Holi, Festival of Colours, Tradition… And Partying!
Have you ever seen your friends post pictures on Facebook, travelling to India, covered in colours, mixing it up with the locals and partying like there’s no tomorrow? Ever wondered what that is? It’s Holi festival, a traditional Hindu party that celebrates “the win of the forces of good over the forces of evil”.
What better way to celebrate such a wonderful occasion than by throwing coloured chalk at each other’s heads for a day?
While in Berlin Holi festival is a celebration of summer that takes place in July, the traditional Hindu party usually takes place in March, sometimes towards the end of February.
Actually, the original Holi isn’t just “throwing chalk at strangers”. Here’s a guide of the best places to celebrate Holi in India… and the activities they provide!
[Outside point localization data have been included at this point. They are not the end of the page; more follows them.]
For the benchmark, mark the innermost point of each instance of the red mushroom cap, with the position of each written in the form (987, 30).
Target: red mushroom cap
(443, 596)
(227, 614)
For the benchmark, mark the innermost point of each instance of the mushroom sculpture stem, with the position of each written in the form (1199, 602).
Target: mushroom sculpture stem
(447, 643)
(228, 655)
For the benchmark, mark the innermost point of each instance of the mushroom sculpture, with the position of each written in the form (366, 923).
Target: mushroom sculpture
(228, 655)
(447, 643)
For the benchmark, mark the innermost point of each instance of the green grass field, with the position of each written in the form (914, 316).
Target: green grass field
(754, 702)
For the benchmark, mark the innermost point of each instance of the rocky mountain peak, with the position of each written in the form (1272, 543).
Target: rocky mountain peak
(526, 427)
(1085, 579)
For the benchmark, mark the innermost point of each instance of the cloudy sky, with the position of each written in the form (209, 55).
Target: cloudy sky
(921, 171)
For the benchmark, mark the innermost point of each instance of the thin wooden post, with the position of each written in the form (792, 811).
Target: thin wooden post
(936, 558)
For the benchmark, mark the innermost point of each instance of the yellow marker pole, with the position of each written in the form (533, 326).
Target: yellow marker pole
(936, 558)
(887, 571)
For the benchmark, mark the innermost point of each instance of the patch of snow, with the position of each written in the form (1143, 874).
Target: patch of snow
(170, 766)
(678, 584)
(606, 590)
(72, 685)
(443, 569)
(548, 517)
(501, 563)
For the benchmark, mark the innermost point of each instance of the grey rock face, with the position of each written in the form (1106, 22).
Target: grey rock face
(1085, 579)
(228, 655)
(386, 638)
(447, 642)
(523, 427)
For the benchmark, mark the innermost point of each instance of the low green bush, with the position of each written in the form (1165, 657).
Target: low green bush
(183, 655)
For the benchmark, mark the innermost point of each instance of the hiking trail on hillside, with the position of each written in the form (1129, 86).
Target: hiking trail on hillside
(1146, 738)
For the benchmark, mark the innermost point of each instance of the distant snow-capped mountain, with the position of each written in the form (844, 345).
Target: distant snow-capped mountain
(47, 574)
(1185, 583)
1. Holi: Lath mar Holi in Uttar Pradesh
Hey girls, wanna beat up your boyfriend with a stick while strangers look on happily? Head to Uttar Pradesh about a week before Holi! In this tradition based in Hindu tradition, women chase men away from the city using long sticks called lathis. Strange but fun: it is said that many participants like to drink bhang thandai, the marijuana-laced yoghurt drink so popular in hippie circles.
2. Holi: The Holika Dahan Ceremony in Udaipur, Rajasthan
If Holi is a celebration of good over evil, then evil must be crushed. And this is what Holika Dahan is all about.
All around India, on Holi eve, people light up bonfires, throw things they feel are evil in the fire, hurl insults, scream at the fire, and through this symbolic gesture, destroy demonic strength.
The City Palace Complex in Udaipur is a wonderful majestic complex that took almost 400 years to build. And the authorities of the city throw an elaborate and complex ceremony to go around the lighting of a huge bonfire on the palace.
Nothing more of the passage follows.